Marjolijn de Wit; Pots Are Not People, 2015
Photo-based imagery in combination with raw, glazed, or photo-printed ceramic pieces to explore ideas of future archeology, the interpretation of history, and our relationship with nature and the built environment. De Wit’s ceramics evade specific clarification and instead hover between authentic remnants and evocative constructed objects. The artist inserts her counterfeit pieces onto encyclopedic images of vast landscapes, suggesting the subversion of history through archeological analysis.
The title of this book refers to Carol Kramer’s 1977 article “Pots and Peoples”. Kramer, a leading figure in ethno-archeology, posits that “ethnicity is a complex social identity that does not generally leave clear markers in the archaeological record”, a statement which acts as a catalyst for de Wit’s oeuvre.
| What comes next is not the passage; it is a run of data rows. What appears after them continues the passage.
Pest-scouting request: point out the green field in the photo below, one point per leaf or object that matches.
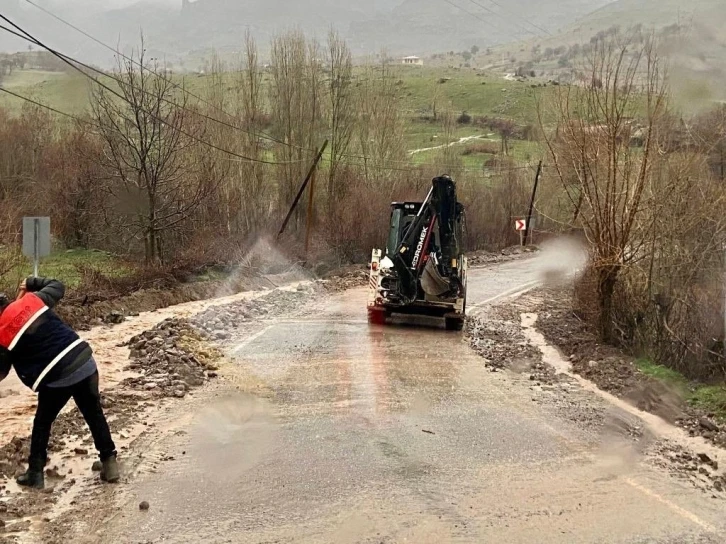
(711, 398)
(461, 90)
(65, 266)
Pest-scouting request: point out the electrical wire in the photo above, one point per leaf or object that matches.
(74, 64)
(410, 169)
(260, 134)
(489, 10)
(477, 16)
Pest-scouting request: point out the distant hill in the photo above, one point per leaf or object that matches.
(432, 26)
(399, 26)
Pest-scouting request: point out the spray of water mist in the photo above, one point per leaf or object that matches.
(561, 260)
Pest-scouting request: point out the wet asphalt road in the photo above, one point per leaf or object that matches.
(356, 434)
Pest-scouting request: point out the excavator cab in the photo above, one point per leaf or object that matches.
(422, 269)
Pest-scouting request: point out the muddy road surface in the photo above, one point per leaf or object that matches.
(329, 430)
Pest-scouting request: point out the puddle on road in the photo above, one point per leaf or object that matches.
(656, 425)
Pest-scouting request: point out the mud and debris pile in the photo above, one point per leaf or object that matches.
(615, 371)
(497, 337)
(179, 355)
(483, 258)
(699, 469)
(705, 425)
(167, 361)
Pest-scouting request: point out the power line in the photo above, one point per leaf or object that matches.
(411, 168)
(260, 134)
(488, 9)
(477, 16)
(47, 107)
(70, 62)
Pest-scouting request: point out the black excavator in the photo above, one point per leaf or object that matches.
(422, 270)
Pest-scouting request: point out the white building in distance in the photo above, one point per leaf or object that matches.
(412, 60)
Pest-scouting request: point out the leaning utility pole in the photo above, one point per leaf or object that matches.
(528, 226)
(302, 187)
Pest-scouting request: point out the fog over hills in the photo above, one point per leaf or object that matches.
(178, 28)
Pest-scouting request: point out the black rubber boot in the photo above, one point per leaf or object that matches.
(109, 471)
(33, 477)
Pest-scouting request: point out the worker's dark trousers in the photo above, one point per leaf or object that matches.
(52, 400)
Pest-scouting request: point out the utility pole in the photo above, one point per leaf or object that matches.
(528, 226)
(302, 187)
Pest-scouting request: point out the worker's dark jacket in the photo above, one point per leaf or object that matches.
(35, 341)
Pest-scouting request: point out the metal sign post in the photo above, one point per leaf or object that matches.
(36, 239)
(520, 225)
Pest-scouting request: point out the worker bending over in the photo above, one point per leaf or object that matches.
(50, 358)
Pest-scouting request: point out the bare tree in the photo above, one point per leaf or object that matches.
(296, 102)
(342, 110)
(604, 176)
(381, 125)
(149, 135)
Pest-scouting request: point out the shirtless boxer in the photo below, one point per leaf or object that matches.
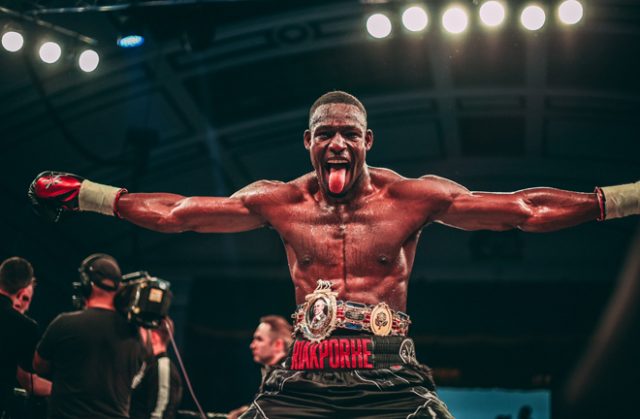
(350, 233)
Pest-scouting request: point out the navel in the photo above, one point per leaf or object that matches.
(383, 260)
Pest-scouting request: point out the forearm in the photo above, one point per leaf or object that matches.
(171, 213)
(533, 210)
(549, 209)
(154, 211)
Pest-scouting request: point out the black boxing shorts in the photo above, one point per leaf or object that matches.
(360, 376)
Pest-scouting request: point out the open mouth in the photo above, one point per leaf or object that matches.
(336, 172)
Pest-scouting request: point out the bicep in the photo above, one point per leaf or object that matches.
(484, 210)
(535, 209)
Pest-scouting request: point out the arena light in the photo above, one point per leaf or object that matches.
(379, 26)
(12, 40)
(50, 52)
(130, 41)
(415, 19)
(492, 13)
(533, 17)
(88, 60)
(570, 12)
(455, 20)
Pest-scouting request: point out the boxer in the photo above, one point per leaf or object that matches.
(350, 233)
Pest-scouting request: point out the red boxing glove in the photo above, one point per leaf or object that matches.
(52, 193)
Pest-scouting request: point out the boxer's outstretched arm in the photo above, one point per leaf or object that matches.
(171, 213)
(53, 193)
(535, 209)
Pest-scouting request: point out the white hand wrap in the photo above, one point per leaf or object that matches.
(97, 198)
(622, 200)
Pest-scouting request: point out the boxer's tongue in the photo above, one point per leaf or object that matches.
(337, 178)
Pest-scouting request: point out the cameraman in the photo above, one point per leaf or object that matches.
(18, 333)
(92, 355)
(160, 391)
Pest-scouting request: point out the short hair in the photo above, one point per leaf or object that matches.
(336, 96)
(280, 328)
(165, 330)
(16, 273)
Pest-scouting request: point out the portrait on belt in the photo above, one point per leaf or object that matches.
(319, 314)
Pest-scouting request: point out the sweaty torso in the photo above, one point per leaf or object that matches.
(365, 247)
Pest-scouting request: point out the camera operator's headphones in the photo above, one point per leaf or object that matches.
(98, 269)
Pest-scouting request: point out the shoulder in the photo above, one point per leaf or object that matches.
(271, 192)
(431, 187)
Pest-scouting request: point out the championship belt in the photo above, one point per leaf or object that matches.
(321, 314)
(319, 310)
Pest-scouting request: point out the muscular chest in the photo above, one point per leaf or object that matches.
(376, 230)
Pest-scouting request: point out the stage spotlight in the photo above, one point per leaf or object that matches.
(12, 41)
(88, 60)
(130, 41)
(415, 19)
(492, 13)
(532, 17)
(455, 20)
(378, 26)
(50, 52)
(570, 12)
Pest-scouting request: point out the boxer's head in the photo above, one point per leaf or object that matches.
(271, 340)
(16, 274)
(338, 141)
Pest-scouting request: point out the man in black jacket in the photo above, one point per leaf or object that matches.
(160, 391)
(18, 333)
(93, 355)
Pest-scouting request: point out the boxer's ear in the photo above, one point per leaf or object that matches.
(307, 139)
(368, 139)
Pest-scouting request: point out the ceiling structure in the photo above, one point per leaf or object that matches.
(218, 97)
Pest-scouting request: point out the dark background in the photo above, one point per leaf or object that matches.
(218, 97)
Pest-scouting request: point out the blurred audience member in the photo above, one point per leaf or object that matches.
(22, 302)
(94, 355)
(18, 333)
(270, 344)
(159, 393)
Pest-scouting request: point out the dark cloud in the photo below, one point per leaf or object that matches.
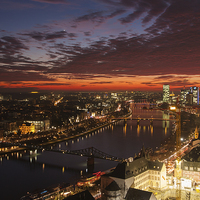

The artist’s fabricated remnants play homage to Kramer’s sentiment that archeological discoveries signify diverse and complex notions of economy and locale, as opposed to assuming a more static idea of culture. De Wit’s ceramic components reference contemporary architecture as well as evoking the ancient and historicized. Ultimately, her collaged aesthetic fuses modern and traditional materials to concoct a meta-archeological compendium of our modern world. By providing only pieces of a whole, the artist shifts between historical purveyor and visual trickster, leaving us to imagine not only her conjured histories, but also how others will eventually imagine ours.